Additionally, extensive studies on vertical PV systems that utilize bifacial modules have been conducted. In particular, studies to integrate vertical PV systems into various applications, such as agricultural fences and rooftops, to investigate both power generation and additional benefits are underway [5,6]. Furthermore, measures to increase the power generation of vertical PV systems have been proposed [7]. Moreover, the economic viability and advantages of vertical PV systems under specific conditions have been analyzed [8].
To enhance the renewable energy hosting capacity within the power grid, distribution system operators must consider certain scenarios and technologies to improve distribution systems [9]. Additionally, the impact analysis of improving the hosting capacity by considering regulatory relaxations and investment recovery in the power industry has been presented [10]. Studies addressing hosting capacity improvements in distribution system designs related to an increase in PV and electrical vehicle capacity have been reported [11]. Furthermore, scenarios that explain the combination of vertical and conventional PV systems for hosting capacity enhancement have been explored internationally [12].
This study involved practical demonstrations of various vertical and conventional PV systems. We employed actual data collected over 11 months, including generation patterns and peak generation data, to investigate hosting capacity improvement. To analyze the hosting capacity effects, voltage stability and thermal capacity line verification were conducted to ensure the reliability of the research results.

2. Materials and Methods

2.1. Cumulative PV System Capacity in South Korea

According to the Korea Energy Agency, as of December 2021, the total installed capacity of PV systems in South Korea was 21.2 GW. This capacity is distributed across various sectors as follows (Table 1): 5.8 GW in the Korea Power Exchange (KPX) market, 13.2 GW in power purchase agreement (PPA) contracts with the KEPCO, and 2.4 GW in behind-the-meter (BTM) installations [13,14,15].
PV systems are concentrated in specific areas where land costs are low and solar conditions are favorable. However, this concentration has led to a shortage of connection lines, resulting in waiting times for connections. This issue has become a societal concern as it directly impacts the profitability of businesses. Additionally, connections to the end of the power grid result in power quality issues, such as voltage spikes, owing to reverse flow. Consequently, studies aimed at enhancing the hosting capacity by considering the voltage quality in connection lines are underway.
In South Korea, where approximately 60% of the land is mountainous, vertical PV systems that can be applied in various settings have been developed. Government projects related to vertical PV systems, including those with additional functionalities, such as fences and soundproof walls, are underway. Furthermore, with the ongoing development of flexible thin-film and multi-junction solar cells, which have fewer installation constraints, their integration with vertical PV systems is worth exploring.
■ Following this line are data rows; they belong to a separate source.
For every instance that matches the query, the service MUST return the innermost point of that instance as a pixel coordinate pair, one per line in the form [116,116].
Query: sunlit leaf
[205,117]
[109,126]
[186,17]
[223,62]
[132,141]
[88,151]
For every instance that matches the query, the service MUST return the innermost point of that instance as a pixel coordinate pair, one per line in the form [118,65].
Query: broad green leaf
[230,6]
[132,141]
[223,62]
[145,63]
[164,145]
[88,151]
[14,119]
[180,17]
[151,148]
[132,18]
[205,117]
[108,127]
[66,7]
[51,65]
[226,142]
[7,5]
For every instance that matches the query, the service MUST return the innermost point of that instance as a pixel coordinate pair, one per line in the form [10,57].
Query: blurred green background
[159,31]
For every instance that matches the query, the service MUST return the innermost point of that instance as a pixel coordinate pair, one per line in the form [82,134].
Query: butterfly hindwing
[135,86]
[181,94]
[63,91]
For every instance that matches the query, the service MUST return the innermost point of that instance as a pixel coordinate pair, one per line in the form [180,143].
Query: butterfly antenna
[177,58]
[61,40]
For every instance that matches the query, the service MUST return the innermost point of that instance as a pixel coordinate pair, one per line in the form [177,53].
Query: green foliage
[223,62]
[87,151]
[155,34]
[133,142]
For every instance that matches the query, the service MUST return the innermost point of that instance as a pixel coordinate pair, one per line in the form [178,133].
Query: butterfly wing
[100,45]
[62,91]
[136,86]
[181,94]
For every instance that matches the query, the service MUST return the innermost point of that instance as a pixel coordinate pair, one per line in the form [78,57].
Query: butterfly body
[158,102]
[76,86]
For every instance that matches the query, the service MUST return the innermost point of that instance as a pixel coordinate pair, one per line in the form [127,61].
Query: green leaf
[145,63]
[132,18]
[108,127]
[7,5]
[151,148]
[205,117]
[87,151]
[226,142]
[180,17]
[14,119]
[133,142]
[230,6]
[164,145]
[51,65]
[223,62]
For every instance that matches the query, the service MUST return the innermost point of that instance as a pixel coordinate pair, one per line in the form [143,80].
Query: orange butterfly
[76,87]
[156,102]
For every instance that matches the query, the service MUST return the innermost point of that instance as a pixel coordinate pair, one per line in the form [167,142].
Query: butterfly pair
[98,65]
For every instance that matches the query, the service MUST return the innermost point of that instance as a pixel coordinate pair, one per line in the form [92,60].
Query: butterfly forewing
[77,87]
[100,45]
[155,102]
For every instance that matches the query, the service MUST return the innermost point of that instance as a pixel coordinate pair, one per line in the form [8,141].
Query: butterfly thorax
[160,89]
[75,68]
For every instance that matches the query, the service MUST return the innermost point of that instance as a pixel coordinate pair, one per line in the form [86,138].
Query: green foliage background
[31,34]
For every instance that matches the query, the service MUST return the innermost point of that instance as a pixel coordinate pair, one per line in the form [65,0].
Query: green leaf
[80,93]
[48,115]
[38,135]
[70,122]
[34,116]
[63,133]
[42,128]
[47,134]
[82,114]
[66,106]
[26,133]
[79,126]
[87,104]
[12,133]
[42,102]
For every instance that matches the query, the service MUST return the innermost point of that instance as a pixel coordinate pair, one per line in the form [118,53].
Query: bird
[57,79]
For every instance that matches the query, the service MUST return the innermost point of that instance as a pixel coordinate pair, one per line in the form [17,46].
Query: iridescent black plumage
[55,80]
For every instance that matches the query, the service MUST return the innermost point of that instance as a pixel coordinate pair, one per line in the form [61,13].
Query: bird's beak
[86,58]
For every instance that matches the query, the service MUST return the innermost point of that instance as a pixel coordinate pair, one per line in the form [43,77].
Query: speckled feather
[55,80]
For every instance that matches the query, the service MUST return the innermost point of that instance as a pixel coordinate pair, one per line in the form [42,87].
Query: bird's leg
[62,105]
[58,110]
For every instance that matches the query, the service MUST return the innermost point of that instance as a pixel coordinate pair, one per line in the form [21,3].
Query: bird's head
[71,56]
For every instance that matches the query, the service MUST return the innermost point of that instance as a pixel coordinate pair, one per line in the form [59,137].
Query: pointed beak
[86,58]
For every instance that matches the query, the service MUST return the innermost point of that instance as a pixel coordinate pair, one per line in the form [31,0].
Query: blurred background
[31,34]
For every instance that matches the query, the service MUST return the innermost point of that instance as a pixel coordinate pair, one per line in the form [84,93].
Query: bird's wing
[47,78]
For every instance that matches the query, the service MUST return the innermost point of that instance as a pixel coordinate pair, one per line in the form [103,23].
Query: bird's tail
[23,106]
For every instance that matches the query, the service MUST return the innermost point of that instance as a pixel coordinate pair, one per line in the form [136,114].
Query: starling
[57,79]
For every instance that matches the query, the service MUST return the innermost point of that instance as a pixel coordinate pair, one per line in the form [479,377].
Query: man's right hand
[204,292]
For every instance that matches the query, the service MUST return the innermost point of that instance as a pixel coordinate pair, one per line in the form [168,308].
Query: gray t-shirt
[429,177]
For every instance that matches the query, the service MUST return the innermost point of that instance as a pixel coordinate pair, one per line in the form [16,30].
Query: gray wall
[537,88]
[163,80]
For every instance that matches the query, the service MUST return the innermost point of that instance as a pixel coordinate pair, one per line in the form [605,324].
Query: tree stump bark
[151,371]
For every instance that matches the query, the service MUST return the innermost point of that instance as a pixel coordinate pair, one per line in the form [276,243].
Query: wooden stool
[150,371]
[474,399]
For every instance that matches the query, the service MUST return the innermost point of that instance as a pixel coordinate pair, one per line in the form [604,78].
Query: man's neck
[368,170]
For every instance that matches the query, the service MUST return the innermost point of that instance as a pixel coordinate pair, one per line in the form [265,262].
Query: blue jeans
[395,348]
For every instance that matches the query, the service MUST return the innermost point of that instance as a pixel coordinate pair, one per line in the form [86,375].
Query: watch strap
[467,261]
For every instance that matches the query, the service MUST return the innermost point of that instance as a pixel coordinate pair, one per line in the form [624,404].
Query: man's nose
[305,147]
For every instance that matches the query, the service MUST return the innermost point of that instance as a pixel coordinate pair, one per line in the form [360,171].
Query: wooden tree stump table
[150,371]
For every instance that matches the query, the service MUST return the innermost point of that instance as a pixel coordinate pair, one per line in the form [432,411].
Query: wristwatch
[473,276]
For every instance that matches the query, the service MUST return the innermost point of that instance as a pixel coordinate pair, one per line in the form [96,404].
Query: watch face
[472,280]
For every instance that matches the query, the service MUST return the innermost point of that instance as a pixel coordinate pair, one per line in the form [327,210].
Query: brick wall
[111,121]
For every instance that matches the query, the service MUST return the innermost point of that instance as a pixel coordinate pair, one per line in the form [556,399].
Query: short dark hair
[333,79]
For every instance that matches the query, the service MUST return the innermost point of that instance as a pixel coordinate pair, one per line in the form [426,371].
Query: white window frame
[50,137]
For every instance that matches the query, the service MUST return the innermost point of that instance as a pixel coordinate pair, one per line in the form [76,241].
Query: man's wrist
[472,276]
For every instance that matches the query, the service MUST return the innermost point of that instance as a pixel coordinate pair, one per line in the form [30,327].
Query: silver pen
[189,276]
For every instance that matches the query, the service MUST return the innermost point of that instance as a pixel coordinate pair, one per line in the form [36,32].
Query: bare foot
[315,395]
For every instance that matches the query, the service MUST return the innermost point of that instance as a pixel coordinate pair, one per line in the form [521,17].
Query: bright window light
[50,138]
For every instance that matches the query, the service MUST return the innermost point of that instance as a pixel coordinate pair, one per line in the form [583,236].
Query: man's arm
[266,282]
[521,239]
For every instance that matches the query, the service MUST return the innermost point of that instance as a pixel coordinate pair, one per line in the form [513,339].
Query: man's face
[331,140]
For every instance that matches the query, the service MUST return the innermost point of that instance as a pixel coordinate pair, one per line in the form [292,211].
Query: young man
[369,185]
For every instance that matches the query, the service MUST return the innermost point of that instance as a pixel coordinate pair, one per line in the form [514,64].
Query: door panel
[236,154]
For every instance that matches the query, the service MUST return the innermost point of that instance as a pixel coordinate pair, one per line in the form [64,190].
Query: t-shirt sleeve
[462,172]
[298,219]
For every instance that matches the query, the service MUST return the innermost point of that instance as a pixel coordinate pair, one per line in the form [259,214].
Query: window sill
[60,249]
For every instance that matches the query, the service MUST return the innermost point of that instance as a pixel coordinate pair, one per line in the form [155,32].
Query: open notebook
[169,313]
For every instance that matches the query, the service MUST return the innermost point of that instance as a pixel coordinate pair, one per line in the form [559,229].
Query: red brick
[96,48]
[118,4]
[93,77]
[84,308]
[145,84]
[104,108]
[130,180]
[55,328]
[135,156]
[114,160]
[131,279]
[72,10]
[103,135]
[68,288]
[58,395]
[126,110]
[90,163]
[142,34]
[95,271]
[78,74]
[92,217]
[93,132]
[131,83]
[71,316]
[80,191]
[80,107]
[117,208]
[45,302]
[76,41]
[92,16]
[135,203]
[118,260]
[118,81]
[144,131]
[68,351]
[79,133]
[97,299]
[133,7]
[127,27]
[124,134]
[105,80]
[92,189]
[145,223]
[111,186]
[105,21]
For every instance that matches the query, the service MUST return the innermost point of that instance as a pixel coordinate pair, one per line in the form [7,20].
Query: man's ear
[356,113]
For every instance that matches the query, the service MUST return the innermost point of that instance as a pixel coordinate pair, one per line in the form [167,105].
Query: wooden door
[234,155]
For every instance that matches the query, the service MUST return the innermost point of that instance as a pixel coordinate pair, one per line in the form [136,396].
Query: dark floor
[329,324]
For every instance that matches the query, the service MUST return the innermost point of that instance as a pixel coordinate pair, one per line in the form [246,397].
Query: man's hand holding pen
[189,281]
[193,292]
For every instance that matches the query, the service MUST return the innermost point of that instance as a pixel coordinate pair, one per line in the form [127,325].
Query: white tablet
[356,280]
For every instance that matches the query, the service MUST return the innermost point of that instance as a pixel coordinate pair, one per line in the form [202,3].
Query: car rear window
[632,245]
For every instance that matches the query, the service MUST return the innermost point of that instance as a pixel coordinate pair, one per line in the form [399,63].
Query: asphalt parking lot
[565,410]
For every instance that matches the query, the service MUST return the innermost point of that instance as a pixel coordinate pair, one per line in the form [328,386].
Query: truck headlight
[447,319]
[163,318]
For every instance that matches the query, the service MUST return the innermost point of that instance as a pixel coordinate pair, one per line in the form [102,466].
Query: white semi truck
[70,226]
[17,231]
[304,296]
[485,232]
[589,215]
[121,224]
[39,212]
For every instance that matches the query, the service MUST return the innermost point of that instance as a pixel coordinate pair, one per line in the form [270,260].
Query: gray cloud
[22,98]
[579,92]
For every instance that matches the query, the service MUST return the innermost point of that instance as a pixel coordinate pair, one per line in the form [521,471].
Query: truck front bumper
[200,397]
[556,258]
2.2. Characteristics of Vertical PV Systems with Bifacial Modules

In a conventional PV system with a sloped configuration, the modules are typically installed facing south at a tilted angle of 25–30° to maximize annual energy production. These systems reach their peak performance when the sun’s altitude is the highest, typically around noon. However, vertical PV systems, which utilize bifacial modules installed vertically with the front and rear sides facing east and west, respectively, exhibit a dual-peak energy production pattern concentrated in the morning and afternoon, forming a twin-peak shape [16].
A comparison of the power output patterns of conventional (south-facing) and vertical (east-west orientation) PV systems is shown in Figure 1. Based on previous findings, depending on the installation environment, vertical PV systems can achieve energy production levels comparable to or higher than those of conventional systems. Energy production is influenced by various factors, such as the latitude of the installation country, altitude variations, and climatic conditions.

2.3. Installation and Operation of Vertical and Conventional PV Testbeds

To collect output characteristic data for vertical and conventional PV systems, a testbed was constructed in Naju City, Jeollanam-do, South Korea. This region was selected owing to its high occurrence of PV connection delays. The vertical PV system had a capacity of 14.8 kW, whereas the conventional PV system (south-facing with a tilt angle of 25°) had a capacity of 11.0 kW. To analyze the output characteristics of the vertical PV system utilizing bifacial modules, a control group was established by installing a conventional PV system with bifacial modules. The ground at the generation site was covered with gravel, resulting in an albedo level of 18% [17]. The actual landscape of the constructed testbed is shown in Figure 2. Magnified images of the vertical and conventional PV systems utilized in this study are shown in the red boxes.
The bifacial solar modules utilized in this study were rated at 460 W by Hanwha Q CELLS, Republic of Korea. Modules with glass materials of the same thickness (2 mm) on both sides were selected to facilitate the analysis of the output characteristics from both the front and rear sides. The specifications are listed in Table 2.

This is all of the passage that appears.